# Blueberry Question?



## Aspera (Aug 1, 2005)

How many lbs of frozen blueberries would you use for 6 gallons of mead fermented to about 15% alcohol (KV1, dryish). So far I've added a quart of blueberry puree/sugar syrup, a quart of white grape juice and 4 lbs. of frozen blueberries. I'm thinkin' that I might want to add more syrup/puree (Marco Polo Italian soda syrup, it just has sucrose and blueberries).


----------



## Ben Brewcat (Oct 27, 2004)

In my experience blueberries is one of those very delicate flavors that disappears easily, so you could go pretty big like another five, eight, ten pounds easy depending on how much blueberry you want. The more fruit, the more losses to racking unfortunately. You're very unlikely to have too much blueberry IMO so don't be afraid to go a little crazy







.


----------



## nursebee (Sep 29, 2003)

If blueberries are delicate and keeping a nose is important, you could just lower a bag of crushed fruit into the end of secondary fermentation. A meadmaker that has helped me does this with his fruit meads. It is also easy to primary 5G of plain mead, then make smaller amounts of fruit meads in 1G secondary fermentors.

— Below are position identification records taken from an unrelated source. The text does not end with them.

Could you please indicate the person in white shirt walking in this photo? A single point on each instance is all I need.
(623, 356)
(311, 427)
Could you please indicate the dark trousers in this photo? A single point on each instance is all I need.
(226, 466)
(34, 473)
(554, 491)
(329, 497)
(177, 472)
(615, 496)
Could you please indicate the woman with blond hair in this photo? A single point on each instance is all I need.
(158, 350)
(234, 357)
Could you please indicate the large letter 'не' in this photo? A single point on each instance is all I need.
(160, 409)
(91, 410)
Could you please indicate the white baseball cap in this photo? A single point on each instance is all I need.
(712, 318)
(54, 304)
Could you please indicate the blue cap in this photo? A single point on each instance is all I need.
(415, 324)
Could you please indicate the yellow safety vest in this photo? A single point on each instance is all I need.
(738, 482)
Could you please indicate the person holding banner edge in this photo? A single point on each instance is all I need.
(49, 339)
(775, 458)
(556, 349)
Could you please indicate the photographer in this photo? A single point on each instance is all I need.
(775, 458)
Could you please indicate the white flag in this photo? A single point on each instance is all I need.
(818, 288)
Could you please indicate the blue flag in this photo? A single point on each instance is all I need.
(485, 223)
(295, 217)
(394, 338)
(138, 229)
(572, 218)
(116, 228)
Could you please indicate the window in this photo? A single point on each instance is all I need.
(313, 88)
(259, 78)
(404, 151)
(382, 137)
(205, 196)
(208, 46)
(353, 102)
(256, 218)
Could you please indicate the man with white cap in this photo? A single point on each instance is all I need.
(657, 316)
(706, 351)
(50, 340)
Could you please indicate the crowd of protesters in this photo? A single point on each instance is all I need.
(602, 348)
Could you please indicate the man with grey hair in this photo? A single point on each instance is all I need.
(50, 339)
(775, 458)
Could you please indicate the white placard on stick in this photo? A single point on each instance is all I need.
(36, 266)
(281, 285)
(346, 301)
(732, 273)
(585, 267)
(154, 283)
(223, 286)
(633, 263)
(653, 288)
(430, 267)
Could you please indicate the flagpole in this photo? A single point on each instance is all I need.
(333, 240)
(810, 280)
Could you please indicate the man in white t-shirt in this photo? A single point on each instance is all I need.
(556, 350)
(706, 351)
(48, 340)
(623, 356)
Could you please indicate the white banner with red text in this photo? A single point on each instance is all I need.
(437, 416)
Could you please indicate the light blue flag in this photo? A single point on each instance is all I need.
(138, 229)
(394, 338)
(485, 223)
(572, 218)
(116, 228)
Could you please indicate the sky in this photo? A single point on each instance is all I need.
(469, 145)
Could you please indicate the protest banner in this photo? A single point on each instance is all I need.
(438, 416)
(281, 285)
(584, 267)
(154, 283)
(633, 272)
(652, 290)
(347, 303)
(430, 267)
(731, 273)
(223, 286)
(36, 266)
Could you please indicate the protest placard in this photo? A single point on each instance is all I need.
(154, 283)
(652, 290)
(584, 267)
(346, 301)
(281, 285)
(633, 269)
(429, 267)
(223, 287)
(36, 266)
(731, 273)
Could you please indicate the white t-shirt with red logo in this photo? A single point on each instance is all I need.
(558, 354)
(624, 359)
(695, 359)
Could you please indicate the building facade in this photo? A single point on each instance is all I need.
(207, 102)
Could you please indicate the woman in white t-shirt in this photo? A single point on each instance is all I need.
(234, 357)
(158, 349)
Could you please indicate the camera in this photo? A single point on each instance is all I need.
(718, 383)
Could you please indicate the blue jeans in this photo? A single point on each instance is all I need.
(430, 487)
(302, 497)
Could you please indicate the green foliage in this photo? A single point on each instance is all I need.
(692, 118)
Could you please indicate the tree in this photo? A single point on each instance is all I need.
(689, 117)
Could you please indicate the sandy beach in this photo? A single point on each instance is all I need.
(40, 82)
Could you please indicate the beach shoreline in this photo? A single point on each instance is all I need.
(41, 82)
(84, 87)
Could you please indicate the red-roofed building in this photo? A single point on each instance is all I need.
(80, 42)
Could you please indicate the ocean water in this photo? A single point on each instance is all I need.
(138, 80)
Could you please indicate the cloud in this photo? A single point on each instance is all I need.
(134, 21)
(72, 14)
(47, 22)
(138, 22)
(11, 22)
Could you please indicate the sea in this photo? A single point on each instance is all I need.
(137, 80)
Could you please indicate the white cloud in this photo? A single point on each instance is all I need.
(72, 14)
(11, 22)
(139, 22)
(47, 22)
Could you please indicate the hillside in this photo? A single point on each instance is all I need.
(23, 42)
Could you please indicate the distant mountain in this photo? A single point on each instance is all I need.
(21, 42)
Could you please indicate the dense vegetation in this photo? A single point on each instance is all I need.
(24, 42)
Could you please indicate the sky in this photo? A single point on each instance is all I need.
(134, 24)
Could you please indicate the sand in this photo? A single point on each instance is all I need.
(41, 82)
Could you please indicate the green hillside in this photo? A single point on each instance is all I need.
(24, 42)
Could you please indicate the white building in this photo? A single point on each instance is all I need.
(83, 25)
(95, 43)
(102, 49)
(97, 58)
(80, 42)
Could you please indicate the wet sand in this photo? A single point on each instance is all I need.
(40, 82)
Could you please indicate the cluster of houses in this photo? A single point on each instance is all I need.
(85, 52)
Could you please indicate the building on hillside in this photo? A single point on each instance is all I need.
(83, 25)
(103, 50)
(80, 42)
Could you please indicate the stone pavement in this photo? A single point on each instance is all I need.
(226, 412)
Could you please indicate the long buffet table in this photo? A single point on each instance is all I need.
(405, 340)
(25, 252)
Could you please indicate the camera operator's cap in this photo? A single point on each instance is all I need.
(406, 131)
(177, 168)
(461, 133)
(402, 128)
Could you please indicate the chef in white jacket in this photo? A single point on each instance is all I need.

I have not done blueberry yet, but have done raspberry from concetrate. It was very tasty but neither honey or raspberry could be distinguished. Then again, I can't taste barley in whiskey or beer.


----------



## Aspera (Aug 1, 2005)

Those are both great pieces of advice. Unfortunately I've run out of fermenter space and must use the puree because of volume issue. Live and learn I geuss. I have a feeling that this will taste like a sack mead and look like a Zinfindel (not what I hoped for).


----------